Но Губан на это пожелание не ответил ничего. Чувствовалось по его бурому, морщинистому затылку, что он презирает всю эту компанию праздно болтающих, нестоящих людей, и если бы не нужда в писаре и не необходимость закрепить па бумаге, в силу которой Губан верил, сделку с Копыловым, — он не стал бы терять тут время.

— Всем офицерам офицер был сотник Егор Егорыч, — повторил Копылов гордо. — Я повидал у него всякой всячины! Сапоги — дешевле четвертного за пару никогда не платил… А одежи этой сколько… у-у, б-бра-тцы родимые!

Он восторженно покрутил головой и смолк от избытка нахлынувших воспоминаний.

— У него была мамзелька. Немка, что ль… вроде цыганки, словом сказать, чернявая… Помирал прямо по ней! Когда чем недовольна, визжит, бывало, по-своему лопочет: каря-баря… каря-баря… Пыхнет, уедет, а он сидит и плачет… Ей-богу, плачет! Слезы… Мягкой совести человек был. Поглядишь, бывало, аж досадно! Не утерпишь: «Вашбродь! Охота вам из-за этакой низкости сухари сушить!» — «Я, — говорит, — на нее боле двадцати тыщ просадил… Понимаешь? — говорит. — Доходит, братец, моя точка…»

— Двадцать тыщ?! — с ужасом воскликнул слесарь, вышедший из горницы в сопровождении Савелия. У Губана в руках была откупоренная бутылка и стаканчик, а под мышкой — краюшка пшеничного хлеба.

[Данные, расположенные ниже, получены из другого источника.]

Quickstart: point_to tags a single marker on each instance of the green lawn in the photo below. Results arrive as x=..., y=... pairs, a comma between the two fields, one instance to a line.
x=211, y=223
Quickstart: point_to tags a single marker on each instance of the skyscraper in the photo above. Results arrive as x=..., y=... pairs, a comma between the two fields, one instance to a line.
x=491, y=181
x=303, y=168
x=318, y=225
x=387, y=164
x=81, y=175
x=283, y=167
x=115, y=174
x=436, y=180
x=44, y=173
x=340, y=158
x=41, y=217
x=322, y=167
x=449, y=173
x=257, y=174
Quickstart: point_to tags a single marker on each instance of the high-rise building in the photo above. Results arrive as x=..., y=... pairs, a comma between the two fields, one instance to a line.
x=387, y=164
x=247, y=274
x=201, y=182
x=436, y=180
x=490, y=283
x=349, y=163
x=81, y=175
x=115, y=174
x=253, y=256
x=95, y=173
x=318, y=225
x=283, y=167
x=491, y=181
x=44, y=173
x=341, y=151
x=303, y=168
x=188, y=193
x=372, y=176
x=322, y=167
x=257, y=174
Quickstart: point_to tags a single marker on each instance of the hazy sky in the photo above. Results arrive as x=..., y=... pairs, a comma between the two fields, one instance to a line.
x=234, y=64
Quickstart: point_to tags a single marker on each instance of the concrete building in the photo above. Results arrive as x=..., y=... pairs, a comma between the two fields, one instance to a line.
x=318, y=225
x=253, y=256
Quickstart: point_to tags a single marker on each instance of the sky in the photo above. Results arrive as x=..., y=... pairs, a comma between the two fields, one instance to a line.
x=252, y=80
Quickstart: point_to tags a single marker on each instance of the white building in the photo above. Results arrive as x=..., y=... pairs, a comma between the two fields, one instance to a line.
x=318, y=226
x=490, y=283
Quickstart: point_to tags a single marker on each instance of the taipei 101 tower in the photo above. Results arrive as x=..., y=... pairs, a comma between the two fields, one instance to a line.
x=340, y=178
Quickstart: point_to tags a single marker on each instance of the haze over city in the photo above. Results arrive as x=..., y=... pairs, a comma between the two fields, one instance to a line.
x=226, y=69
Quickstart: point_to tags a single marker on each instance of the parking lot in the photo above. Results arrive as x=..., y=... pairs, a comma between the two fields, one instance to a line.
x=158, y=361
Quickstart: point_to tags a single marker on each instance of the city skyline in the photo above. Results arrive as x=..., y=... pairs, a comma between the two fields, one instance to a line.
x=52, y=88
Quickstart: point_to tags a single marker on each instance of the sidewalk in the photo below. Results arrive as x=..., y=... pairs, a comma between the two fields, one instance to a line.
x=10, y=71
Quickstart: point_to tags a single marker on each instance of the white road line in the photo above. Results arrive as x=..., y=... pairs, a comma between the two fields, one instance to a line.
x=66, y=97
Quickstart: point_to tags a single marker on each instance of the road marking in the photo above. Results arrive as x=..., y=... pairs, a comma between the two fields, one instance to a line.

— Двадцать тыщ! — повторил Копылов внушительно. — Сам же, собственной губой, брехал!

Изумились все, засмеялись. Губан покрутил бородой и с ироническим уважением отметил:

— Цифра зазвонистая!..

— «Вашбродь, — говорю, — позвольте вам доложить: чем вам такие капиталы убивать, я вам подешевле найду… утробистую бабочку, не к этой приравнять!» — «Пошел вон, — говорит, — болван! Ты, — говорит, — животное! ничего не понимаешь!..» Нет, двадцать-то тыщ я понимаю, думаю себе, а вот ты, действительно, помутнел. Опосля слышу: застрелился… Без меня уж. Я отслужился.

— Двад-цать тысяч! Ничего-о! — подавленным тоном повторил Грач, — Отколь же они взяты, спрашивается? трудом нажиты?..

— Ну, трудом… Из фамильных. По родословию… — простодушно пояснил Памфилыч.

— По родословию и образованием также, — веско прибавил Савелий Губан.

— Да, он на одиннадцать языков знал, сукин сын! — хвастливо вставил Копылов и соврал.

— И когда на них перевод придет? — мечтательно проговорил Терпуг.

Губан укоризненно покрутил головой, но ничего не сказал, потому что занялся угощением. Не спеша, бережно и осторожно налил водку в стакан, широко перекрестился, обвел присутствующих строгим взглядом.

— Пожеламши всем добраго здоровья! — торжественно сказал он. Выпил и крякнул. И было у него на лице выражение человека, твердо знающего себе цену и не забывающего о том, что угощение купил именно он, а не кто другой.

С торжественной медлительностью он наполнил стаканчик опять и поднес не хозяину, как полагалось бы по этикету, а писарю, потому что человек он был несравненно более нужный, чем Памфилыч. Потом уже налил хозяину и Копылову. Остальных собеседников ему вовсе не хотелось угощать — совсем не нужный ему народ. Но уже из старины принято было: не обноси никого, а то врага наживешь. Помедлил с минуту и, скрепя сердце, налил неполный стаканчик. Предложил сперва Рябоконеву. Потом Фокину. Оба отказались, и это было настолько приятно Савелию, что когда и Грач, любивший выпить, последовал все-таки их примеру, он сказал убеждающим голосом:

— Дают — так бери, а бьют — так беги! Чего ломаться-то?

Но Грач но взял.

Терпугу, как человеку еще слишком молодому, Савелий вместо водки предложил нравоучение:

— А ты, Никишка, сперва ветер в пригоршни собери… Соберешь — ну, тогда можешь и за богачей браться… Так-то!.. — Ведь куда несется-то! — покрутил он своей клинообразной бородой и рассмеялся. — Куда лезет!.. Туда же, куда и прочие!.. В Сибирь ты, парень, глядишь, боле ничего!